Daniel Bate

Biography

Daniel Bate (formerly Daniel Rietze) teaches Italian language and culture at the University of Rhode Island. His scholarly interests focus on 19th- and 20th-century Italian Catholicism. He is curious about the varieties of spirituality that flourished in modern Italy and the creative ways individual Italian Catholics – many writing from the margins of the Church – navigated the encounter with an evolving world, bringing their faith into dialogue with modern culture, politics, and society. Daniel’s work combines literary analysis with archival research, and during his time in small archives and religious foundations throughout Italy, he has come to appreciate the insights that emerge when scholars and religious believers engage in conversation with each other.
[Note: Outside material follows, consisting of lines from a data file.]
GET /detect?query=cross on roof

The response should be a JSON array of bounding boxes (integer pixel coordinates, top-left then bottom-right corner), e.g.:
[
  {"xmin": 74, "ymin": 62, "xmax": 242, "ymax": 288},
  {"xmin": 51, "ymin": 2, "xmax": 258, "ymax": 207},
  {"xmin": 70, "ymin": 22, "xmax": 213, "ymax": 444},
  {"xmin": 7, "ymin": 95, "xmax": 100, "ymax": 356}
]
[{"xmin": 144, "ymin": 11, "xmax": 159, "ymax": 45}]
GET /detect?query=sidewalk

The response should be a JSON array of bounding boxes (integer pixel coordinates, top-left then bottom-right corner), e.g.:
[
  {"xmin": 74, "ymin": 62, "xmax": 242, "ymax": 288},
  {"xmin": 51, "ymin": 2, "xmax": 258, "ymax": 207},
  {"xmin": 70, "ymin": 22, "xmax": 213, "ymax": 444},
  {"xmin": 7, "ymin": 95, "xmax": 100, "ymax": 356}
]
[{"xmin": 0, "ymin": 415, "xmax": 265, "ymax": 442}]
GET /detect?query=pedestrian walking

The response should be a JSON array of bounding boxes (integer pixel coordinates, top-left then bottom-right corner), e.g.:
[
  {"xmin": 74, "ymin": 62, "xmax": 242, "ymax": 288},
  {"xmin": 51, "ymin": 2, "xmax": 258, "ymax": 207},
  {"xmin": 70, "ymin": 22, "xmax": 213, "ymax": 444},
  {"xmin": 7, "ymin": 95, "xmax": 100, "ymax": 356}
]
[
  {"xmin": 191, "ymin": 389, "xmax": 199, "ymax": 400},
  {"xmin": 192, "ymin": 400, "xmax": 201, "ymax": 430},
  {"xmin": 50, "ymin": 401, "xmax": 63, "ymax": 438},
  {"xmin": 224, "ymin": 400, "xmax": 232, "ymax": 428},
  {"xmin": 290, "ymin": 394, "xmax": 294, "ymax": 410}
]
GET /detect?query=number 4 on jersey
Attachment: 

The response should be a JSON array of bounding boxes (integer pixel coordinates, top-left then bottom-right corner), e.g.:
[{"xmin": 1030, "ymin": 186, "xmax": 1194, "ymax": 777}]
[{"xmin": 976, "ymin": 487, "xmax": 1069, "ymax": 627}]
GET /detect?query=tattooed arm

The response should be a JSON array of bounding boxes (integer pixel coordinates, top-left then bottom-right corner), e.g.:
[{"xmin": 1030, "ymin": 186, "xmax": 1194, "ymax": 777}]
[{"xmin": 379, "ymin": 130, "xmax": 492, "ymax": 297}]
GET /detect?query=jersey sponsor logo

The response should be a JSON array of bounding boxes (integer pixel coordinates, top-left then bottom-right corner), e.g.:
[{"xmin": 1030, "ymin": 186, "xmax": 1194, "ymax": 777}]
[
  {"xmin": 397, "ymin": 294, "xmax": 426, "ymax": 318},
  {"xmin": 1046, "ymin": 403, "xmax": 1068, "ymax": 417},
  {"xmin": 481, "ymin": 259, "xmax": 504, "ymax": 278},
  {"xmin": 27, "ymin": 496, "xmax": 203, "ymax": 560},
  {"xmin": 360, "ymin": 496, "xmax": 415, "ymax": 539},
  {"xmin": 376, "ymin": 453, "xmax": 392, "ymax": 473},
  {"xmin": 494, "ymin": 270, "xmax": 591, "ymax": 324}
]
Since moving to Providence in 2017, Daniel has become a proud Rhode Islander, and he loves the opportunity that teaching at URI gives him to deepen his bonds with his neighbors and contribute to life in the Ocean State. He believes that learning a new language is a chance to reimagine the world anew, word-by-word, and in his classes he strives to invite his students to reach for the words they need to articulate their own visions of how the world ought to be.

Research

• Italian Literature & Religious Thought (Nineteenth and Twentieth Centuries)
• Ecocriticism
• Theologies of Liberation
• Mysticism and Popular Religion
• Catholic Studies
• Microhistory
• The Church and the Politics of Modern Italy

Daniel’s current research project is entitled, “Earth Ecclesiastics: Catholic Eco-Theology and Politics in Twentieth-Century Italy.” It investigates ecological insights in the writings of Luigi Sturzo (1871-1959) and Primo Mazzolari (1890-1959), two antifascist priests who anticipated many of the reforms of the Second Vatican Council. For these clerics and activists, advocating Catholics’ greater engagement in the modern world meant recognizing humans’ entanglement in material landscapes, and commitment to Catholic social teaching included commitment to better care for the Earth. This project has received funding from the Hank Center for the Catholic Intellectual Heritage at Loyola University Chicago, the Cesare Barbieri Endowment for Italian Culture, the American Catholic Historical Association, and the Institute at Brown for Environment and Society.

Education

• Ph.D. Candidate (ABD), Italian Studies, Brown University (anticipated completion 2025)
• M.A., Religious Studies, Brown University (anticipated completion 2025)
• M.A., Italian Studies, Brown University (2019)
• B.A., English & Italian literature, Yale University (2016)

Selected Publications

Conference proceedings:

• “Alla ricerca dell’amore: La nascita della fede religiosa di Amelia Della Pergola,” in Realismo magico agli esordi della Grande Guerra: Esegesi e attualità della ricerca bontempelliana, edited by Giovanna La Rosa, Caterina Lidano, and Chiara Milani. Rome: UniversItalia, 2022, pp. 101-117.

• “‘Seno mio ché non geme latte?’: Lo sguardo femminile nel Vangelo mistico di Maria Valtorta.” Offstream: Minority and Popular Cultures: Selected Articles: International Conference in Italian Studies, edited by Paolo Bernardini, Paolo Frascà, and Sara Galli. Florence: Franco Cesati Editore, 2019, pp. 81-95.

Book reviews:

• Review of America in Italian Culture: The Rise of a New Model of Modernity, 1861-1943 (Oxford: Oxford UP, 2024), by Guido Bonsaver. Annali d’Italianistica 43 (2025): forthcoming.

• Review of Feeding Fascism: The Politics of Women’s Food Work (Toronto: University of Toronto Press, 2022) by Diana Garvin. Annali d’Italianistica 41 (2023): 670-672.

• Review of Waymarking Italy’s Influence on the Environmental Imagination While on Pilgrimage to Assisi (Newcastle: Cambridge Scholars Publishing, 2020) by Robert Lawrence France. Quaderni d’Italianistica 44.1 (2023): 158-160.

• Review of Italian Ecocinema Beyond the Human (Bloomington: University of Indiana Press, 2019) by Elena Past. Annali d’Italianistica 39 (2021): 705-708.